Caring for Hatchlings
Once your crested gecko eggs have hatched, you must provide adequate care for the young geckos:
- Housing: Prepare a separate enclosure for hatchlings, ensuring it is clean and escape-proof.
- Substrate: Use paper towels as the substrate since it is easy to clean and replace.
- Humidity: Maintain humidity levels between 60 and 80 percent by misting the enclosure daily.
- Temperature: Keep the temperature between 70 and 75 degrees Fahrenheit.
- Diet: Offer a specially formulated crested gecko diet powder along with small-sized live prey like fruit flies.
- Handling: Avoid handling hatchlings for the first 2 weeks to reduce stress.
By following these guidelines, you can ensure the proper care and well-being of your crested gecko hatchlings.
Potential Breeding Issues
When breeding Crested Geckos, one might face infertility issues that include:
- Troubles with Courtship Behavior: Proper mating behavior is crucial and any issue may lead to unsuccessful breeding attempts.
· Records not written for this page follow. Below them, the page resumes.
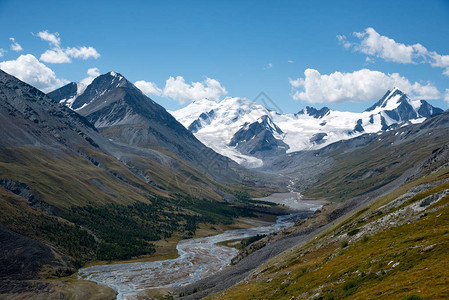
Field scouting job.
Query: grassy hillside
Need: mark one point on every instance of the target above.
(89, 206)
(393, 248)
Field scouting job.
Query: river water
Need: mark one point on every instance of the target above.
(198, 258)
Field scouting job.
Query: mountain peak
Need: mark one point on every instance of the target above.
(391, 100)
(313, 112)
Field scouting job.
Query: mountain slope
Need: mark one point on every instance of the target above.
(217, 123)
(66, 197)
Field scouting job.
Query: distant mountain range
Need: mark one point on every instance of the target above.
(249, 133)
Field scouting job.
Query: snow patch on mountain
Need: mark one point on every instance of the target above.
(216, 123)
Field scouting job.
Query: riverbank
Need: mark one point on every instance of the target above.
(197, 258)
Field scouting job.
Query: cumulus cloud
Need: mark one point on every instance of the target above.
(58, 55)
(27, 68)
(358, 86)
(373, 44)
(148, 88)
(179, 90)
(93, 73)
(15, 46)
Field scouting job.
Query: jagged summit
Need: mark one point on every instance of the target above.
(313, 112)
(228, 125)
(122, 113)
(397, 106)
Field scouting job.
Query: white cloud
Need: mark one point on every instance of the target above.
(15, 46)
(148, 88)
(358, 86)
(446, 96)
(52, 38)
(58, 55)
(55, 56)
(93, 73)
(27, 68)
(177, 89)
(373, 44)
(82, 52)
(343, 40)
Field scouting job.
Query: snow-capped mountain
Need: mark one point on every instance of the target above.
(249, 133)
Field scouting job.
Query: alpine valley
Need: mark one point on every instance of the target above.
(98, 173)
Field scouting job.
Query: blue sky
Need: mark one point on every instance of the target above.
(243, 47)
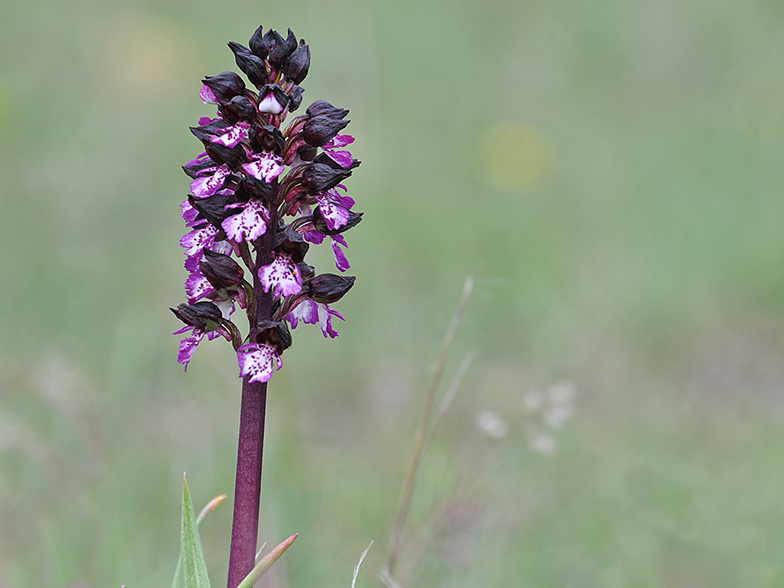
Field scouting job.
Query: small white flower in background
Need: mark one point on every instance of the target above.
(560, 407)
(544, 444)
(532, 400)
(491, 425)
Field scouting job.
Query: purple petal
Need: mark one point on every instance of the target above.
(339, 141)
(306, 311)
(266, 168)
(188, 346)
(340, 258)
(207, 95)
(282, 276)
(234, 135)
(199, 159)
(314, 237)
(189, 213)
(334, 215)
(325, 320)
(198, 239)
(206, 186)
(258, 361)
(342, 199)
(342, 158)
(250, 224)
(197, 286)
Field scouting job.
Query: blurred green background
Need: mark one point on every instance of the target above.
(616, 168)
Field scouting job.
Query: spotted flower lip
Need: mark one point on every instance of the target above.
(281, 276)
(265, 167)
(249, 224)
(261, 192)
(258, 361)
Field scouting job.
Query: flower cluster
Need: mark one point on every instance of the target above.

- Female Rejection: Sometimes, females might refuse a male’s advances, due to a lack of adequate conditions or incompatibility.
- Male Inadequacy: Males may have difficulties in the reproduction process if they have not reached full sexual maturity.
To mitigate these issues:
- Ensure both geckos have reached breeding age (around 15 months old)
- Provide a comfortable environment for the animals
- Monitor their behavior to identify any apparent issues
Crested Gecko breeding may lead to health complications, including:
- Absence of Egg Production: Female geckos might not produce eggs if their health is compromised, or if their nutritional needs are not met.
- Egg Retention: Female geckos may retain their eggs within their bodies, leading to an increased risk of infection and other complications.
- Dystocia: Difficulty in laying eggs may occur if the female gecko faces obstructions due to physical issues or has been housed in improper conditions.
To prevent these health complications:
- Provide proper nutrition and supplements for the geckos
- Maintain ideal temperature and humidity within their enclosure
- Ensure they have access to a suitable egg-laying site, such as a moist, sheltered area with appropriate substrate
By carefully monitoring your geckos’ environment and health, you can minimize potential breeding issues and ensure a successful breeding experience.